My heart pounds at the thought of being alone with her. Just this small interaction has me feeling more longing than I have in a while.

I want to take her in my arms and kiss her. Hold her and never let go. Feel her hair against my cheek. And more…much more.

“We can go in my dad’s office,” she says, turning to lead the way.

The photographer, a shaggy-haired guy in his thirties, follows. When Daphne walks into a dark-paneled room and stands aside for me to enter, the photographer tries to come in, too.

“No,” I say, shaking my head. “Wait out here.”

He wrinkles his face in confusion. “I was given an exclusive.”

“And you got it,” I tell him.

“This is gonna be the best part.”

I shake my head. “You’re not coming in.”

He mutters something as I close the door.
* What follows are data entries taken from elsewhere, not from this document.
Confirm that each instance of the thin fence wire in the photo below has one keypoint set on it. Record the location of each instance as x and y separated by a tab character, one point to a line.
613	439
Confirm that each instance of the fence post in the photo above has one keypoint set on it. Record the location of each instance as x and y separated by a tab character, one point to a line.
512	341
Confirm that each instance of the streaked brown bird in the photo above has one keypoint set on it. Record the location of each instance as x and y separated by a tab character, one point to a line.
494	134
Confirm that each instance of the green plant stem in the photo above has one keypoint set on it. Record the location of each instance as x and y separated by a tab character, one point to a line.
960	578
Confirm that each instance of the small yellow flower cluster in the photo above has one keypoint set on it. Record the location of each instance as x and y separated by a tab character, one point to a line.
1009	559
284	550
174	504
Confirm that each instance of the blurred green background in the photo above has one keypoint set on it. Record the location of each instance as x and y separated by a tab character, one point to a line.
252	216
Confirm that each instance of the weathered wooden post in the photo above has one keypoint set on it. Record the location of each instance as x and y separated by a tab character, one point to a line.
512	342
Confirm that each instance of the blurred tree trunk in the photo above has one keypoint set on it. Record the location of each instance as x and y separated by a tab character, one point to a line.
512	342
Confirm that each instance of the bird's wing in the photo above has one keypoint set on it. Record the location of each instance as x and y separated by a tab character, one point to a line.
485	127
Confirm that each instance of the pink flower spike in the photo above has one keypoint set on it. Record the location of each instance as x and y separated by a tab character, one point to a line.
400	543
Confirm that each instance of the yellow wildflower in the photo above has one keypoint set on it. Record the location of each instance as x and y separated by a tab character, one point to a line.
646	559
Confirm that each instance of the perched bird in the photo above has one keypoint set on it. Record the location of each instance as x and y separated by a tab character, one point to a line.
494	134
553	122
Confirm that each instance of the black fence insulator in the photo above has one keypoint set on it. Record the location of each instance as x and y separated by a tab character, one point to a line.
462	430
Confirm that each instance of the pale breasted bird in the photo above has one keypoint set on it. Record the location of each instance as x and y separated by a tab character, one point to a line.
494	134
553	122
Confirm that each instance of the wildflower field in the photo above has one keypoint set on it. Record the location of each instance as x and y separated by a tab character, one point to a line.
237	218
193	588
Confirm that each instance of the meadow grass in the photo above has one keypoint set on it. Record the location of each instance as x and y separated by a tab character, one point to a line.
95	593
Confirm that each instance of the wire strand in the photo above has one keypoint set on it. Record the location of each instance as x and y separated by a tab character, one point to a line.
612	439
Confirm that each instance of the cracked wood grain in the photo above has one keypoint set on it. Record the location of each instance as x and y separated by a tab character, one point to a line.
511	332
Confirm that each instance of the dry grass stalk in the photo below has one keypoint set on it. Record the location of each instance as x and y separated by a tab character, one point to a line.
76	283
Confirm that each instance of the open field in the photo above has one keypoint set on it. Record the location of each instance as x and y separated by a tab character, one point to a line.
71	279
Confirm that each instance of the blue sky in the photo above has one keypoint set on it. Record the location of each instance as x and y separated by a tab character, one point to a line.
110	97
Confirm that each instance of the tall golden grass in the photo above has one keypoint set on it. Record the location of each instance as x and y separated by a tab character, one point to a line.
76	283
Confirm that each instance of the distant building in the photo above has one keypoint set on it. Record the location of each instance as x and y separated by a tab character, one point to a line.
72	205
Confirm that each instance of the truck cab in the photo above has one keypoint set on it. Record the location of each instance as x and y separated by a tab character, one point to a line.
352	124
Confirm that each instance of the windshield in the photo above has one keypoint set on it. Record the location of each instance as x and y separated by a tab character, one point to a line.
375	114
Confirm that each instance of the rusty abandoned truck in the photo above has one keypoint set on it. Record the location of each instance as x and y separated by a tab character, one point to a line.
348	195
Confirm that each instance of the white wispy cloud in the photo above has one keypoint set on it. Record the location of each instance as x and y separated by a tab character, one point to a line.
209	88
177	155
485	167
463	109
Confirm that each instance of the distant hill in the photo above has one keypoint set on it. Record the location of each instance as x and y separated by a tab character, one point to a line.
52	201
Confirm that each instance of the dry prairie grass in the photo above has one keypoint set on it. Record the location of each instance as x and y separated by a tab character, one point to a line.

I forget he even exists as I walk over to Daphne, who’s standing by a wall lined with bookshelves, all filled with books, plaques and awards of her father’s.

“Do you think he might be listening?” she asks softly.

I walk over to the door and open it to check. The hallway is empty.

“All clear,” I say, closing the door again.

She sighs, looking relieved.

“I’ve thought about what I’d say when I met you so many times over the past month,” she says. “And now, nothing feels right.”

“You don’t have to say anything.” I approach her and she sits down on a leather couch, gesturing for me to sit next to her. “What I did was just instinct. You would have done the same.”